Recently, the question of charsets came up within the context of necessary decoder support for Thunderbird. After much hemming and hawing about how to find this out (which included a plea to the IMAP-protocol list for data), I remembered that I actually had this data. Long-time readers of this blog may recall that I did a study several years ago on the usage share of newsreaders. After that, I was motivated to take my data collection to the most extreme way possible. Instead of considering only the "official" Big-8 newsgroups, I looked at all of them on the news server I use (effectively, all but alt.binaries). Instead of relying on pulling the data from the server for the headers I needed, I grabbed all of them—the script literally runs HEAD and saves the results in a database. And instead of a month of results, I grabbed the results for the entire year of 2011. And then I sat on the data.

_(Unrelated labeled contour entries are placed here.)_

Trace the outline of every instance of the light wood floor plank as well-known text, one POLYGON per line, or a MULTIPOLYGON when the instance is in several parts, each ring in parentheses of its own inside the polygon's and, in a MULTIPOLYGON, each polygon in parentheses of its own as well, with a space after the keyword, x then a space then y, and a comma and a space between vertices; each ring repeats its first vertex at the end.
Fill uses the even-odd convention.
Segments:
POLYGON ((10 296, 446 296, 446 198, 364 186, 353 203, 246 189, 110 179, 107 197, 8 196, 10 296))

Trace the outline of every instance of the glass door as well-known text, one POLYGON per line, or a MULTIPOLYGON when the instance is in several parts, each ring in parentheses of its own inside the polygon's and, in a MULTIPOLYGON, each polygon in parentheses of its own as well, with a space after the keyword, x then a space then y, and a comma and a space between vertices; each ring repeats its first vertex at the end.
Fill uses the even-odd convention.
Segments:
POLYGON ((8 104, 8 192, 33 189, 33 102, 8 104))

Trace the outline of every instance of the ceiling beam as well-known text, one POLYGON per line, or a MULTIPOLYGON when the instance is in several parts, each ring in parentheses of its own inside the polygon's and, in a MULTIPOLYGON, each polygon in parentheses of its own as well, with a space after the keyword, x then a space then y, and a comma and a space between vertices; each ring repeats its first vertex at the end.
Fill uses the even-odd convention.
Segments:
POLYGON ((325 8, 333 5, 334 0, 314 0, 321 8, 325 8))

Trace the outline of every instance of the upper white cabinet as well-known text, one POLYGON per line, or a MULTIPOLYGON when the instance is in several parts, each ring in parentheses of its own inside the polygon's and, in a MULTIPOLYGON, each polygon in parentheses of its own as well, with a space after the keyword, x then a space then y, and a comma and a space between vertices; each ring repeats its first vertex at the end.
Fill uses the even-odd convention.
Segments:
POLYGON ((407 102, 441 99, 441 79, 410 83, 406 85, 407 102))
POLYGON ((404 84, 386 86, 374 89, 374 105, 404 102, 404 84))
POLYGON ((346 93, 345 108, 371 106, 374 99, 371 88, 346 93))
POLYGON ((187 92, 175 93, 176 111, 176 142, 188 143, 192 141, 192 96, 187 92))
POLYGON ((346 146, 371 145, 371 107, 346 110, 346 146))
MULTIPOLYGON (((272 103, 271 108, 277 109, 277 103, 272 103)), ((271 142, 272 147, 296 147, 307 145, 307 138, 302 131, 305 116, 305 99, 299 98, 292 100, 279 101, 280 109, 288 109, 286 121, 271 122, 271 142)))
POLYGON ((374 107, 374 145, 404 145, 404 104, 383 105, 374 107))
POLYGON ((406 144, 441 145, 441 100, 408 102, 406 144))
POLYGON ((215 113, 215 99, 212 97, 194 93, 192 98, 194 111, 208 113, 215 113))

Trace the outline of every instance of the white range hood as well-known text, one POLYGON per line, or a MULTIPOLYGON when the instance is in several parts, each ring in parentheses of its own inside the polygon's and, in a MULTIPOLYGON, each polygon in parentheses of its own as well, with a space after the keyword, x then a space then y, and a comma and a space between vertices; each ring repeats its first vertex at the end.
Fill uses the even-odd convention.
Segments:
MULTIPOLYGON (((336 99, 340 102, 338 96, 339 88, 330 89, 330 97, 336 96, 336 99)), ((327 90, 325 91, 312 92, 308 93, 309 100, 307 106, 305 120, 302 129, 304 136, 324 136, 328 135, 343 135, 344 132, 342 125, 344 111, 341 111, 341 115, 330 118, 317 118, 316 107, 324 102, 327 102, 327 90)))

After recalling Henri Svinonen's pesterings about data, I decided to see the suitability of my dataset for this task. For data management reasons, I only grabbed the data from the second half of the year (about 10 million messages). I know from memory that the quality of Python's message parser (which was used to extract data in the first place) is surprisingly poor, which introduces bias of unknown consequence to my data. Since I only extracted headers, I can't identify charsets for anything which was sent as, say, multipart/alternative (which is more common than you'd think), which introduces further systematic bias. The end result is approximately 9.6M messages that I could extract charsets from and thence do further research.

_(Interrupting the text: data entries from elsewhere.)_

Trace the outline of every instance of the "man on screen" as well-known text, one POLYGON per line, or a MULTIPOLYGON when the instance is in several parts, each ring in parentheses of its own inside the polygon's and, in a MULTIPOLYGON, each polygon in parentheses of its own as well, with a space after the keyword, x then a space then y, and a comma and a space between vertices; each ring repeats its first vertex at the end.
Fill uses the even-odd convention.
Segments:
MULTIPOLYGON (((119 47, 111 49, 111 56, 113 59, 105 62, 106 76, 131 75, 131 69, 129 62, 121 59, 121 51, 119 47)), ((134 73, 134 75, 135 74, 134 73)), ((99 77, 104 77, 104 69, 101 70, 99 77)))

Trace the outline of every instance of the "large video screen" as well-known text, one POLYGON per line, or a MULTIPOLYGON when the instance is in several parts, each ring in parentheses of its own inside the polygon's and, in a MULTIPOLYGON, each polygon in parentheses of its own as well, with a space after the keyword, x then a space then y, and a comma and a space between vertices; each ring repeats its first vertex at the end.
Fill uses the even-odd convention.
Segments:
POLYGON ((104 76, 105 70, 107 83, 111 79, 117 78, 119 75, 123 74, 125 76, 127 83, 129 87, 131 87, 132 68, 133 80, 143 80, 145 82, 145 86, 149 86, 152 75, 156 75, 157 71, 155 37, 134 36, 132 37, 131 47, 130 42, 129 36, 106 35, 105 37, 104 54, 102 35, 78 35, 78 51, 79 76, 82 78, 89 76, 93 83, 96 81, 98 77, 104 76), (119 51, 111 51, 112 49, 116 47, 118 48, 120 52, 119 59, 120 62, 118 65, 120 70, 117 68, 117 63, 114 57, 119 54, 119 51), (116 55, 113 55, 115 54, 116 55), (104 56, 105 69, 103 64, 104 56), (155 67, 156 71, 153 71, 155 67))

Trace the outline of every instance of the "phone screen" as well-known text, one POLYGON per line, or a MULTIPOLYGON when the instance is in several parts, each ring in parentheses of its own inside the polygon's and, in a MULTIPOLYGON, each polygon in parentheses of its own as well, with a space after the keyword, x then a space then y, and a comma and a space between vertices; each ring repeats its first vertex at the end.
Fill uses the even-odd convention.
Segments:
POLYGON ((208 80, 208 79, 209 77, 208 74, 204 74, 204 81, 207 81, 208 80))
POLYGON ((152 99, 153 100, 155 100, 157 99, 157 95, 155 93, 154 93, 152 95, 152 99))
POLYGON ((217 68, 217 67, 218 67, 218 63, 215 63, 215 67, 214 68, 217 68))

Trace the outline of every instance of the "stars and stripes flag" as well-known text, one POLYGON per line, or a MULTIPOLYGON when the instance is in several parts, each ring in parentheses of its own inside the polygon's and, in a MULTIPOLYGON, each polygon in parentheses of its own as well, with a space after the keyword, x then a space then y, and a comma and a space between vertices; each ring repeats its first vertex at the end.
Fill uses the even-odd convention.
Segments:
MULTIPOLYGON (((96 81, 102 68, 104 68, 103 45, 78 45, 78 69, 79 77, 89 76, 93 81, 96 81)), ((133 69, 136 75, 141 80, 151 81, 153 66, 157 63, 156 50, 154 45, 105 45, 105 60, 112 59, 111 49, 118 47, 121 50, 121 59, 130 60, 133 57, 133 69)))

Discussions revealed one particularly surprising tidbit of information. The most popular charset not accounted for by the Encoding specification was IBM437. Henri Sivonen speculated that the cause was some crufty old NNTP client on Windows using that encoding, so I endeavored to build a correlation database to check that assumption. Using the wonderful magic of d3, I produced a heatmap comparing distributions of charsets among various user agents. Details about the visualization may be found on that page, but it does refute Henri's claim when you dig into the data (it appears to be caused by specific BBS-to-news gateways, and is mostly localized in particular BBS newsgroups).

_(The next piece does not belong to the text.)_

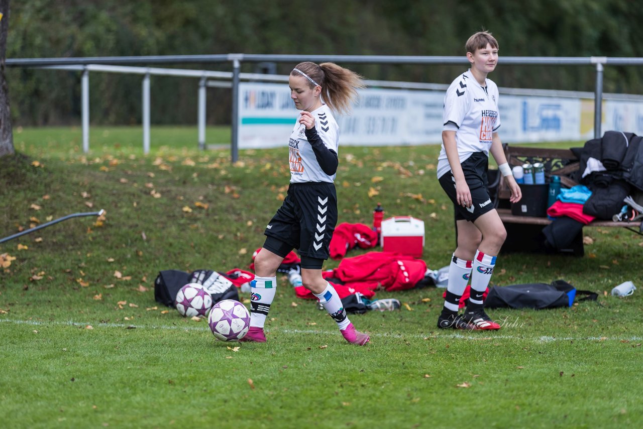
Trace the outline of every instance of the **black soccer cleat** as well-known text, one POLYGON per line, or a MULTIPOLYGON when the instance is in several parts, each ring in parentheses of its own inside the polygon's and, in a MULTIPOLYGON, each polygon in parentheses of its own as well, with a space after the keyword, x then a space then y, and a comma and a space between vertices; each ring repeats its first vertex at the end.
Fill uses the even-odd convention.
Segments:
POLYGON ((438 318, 438 327, 440 329, 464 329, 475 331, 478 328, 475 325, 464 320, 462 315, 440 315, 438 318))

Also found on that page are some fun discoveries of just what kind of crap people try to pass off as valid headers. Some of those User-Agents are clearly spoofs (Outlook Express and family used the X-Newsreader header, not the User-Agent header). There also appears to be a fair amount of mojibake in headers (one of them appeared to be venerable double mojibake). The charsets also have some interesting labels to them: the "big5\n" and the "(null)" illustrate that some people don't double check their code very well, and not shown are the 5 examples of people who think charset names have spaces in them. A few people appear to have mixed up POSIX locales with charsets as well.

1 comment:

Jeff Stedfast said...

Definitely interesting data, thanks for sharing.